The technology we discuss in this concept paper relates to a radical rethink of both computer architecture and the method of arithmetic used for calculation. Our target operation is the vector dot product  $\sum_{i=0}^Iw_ix_i$  , which is the build block of matrix multiplication, which is the building block of all AI.. This note’s thesis is that to make a radically more efficient operator we need to fundamentally rethink both the data representation and the underlying mode of storage and operation. Temporal processing fits nicely with both of these, as it utilises unary codes, and manipulates and operates on this representation using time-delays for storage.
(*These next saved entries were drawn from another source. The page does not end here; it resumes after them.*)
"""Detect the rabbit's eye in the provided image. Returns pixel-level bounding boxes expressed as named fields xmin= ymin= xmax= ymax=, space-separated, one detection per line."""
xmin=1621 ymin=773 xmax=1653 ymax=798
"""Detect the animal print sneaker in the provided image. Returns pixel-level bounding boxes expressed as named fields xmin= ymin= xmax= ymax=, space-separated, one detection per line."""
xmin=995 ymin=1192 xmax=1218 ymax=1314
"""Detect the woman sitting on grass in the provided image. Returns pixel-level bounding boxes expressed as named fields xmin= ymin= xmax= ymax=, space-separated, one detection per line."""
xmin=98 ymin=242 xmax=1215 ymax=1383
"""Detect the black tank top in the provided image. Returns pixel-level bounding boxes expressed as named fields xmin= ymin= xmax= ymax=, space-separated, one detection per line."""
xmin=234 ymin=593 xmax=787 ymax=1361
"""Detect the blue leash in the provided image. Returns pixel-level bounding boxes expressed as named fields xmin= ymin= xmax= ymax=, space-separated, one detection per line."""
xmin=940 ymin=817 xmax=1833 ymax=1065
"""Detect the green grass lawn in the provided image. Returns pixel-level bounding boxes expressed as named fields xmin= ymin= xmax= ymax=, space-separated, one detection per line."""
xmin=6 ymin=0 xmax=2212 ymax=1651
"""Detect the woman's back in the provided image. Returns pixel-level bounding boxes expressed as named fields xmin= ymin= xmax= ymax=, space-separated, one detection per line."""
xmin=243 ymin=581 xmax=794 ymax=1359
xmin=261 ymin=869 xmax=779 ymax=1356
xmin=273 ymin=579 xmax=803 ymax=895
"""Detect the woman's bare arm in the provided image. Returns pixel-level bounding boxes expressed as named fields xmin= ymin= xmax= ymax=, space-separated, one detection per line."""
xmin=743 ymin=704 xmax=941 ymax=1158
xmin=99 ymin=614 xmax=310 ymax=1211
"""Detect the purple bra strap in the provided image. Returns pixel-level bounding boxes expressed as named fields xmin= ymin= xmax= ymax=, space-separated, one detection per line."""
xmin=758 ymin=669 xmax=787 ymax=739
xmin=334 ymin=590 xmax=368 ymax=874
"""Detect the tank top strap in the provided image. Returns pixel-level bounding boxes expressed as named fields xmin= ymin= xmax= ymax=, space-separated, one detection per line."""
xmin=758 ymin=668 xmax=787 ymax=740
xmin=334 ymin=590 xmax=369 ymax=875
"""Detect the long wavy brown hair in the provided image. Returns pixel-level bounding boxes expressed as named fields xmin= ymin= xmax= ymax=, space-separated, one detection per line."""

So far we have built this in c-mos (using positions in arrays, which we call “index space”) and require funding to move this to a “fully” temporal instantiation.

Representation 🔗

Position based number systems (e.g. binary and base-10) are the go to representation for all forms of data processing, since they have a compression property that provides efficient log scaling for storage capacity. In contrast, unary and unary codes (see figure 1 below) were amongst the earliest number systems and have operations which are considerably simpler than their position based equivalent, addition being a simple concatenation and multiplication being repeated replication.

unary

Figure 1 Unary and Unary Codes. Here the x means an empty cell

Unary has always been seen as inefficient as a storage medium but that is only because the static data structure does not log scale.  However, under a scheme that extends unary encoded data “geometrically” (figure 2) a natural algorithm for dot-product emerges, which we call the MADD algorithm (PAT:GB1812867.8A ) (figure 3). This has the following benefits

  • Storage of the data is compressed, one set of operands become the index value (which is no cost) and the other benefitting from additive compression ($ax_1+ax_2 \equiv a(x_1+x_2)$)
  • The algorithm scales with the magnitude of the operands, not the number of operands.
  • Everything is in-memory - so no movement on and off the element.
  • Smaller numbers are naturally processed more quickly.
  • Zeros are naturally not processed.

5x3

Figure 2. “Geometric” code representation of 5x3  Note the number of 1/0 squares is the multiplication .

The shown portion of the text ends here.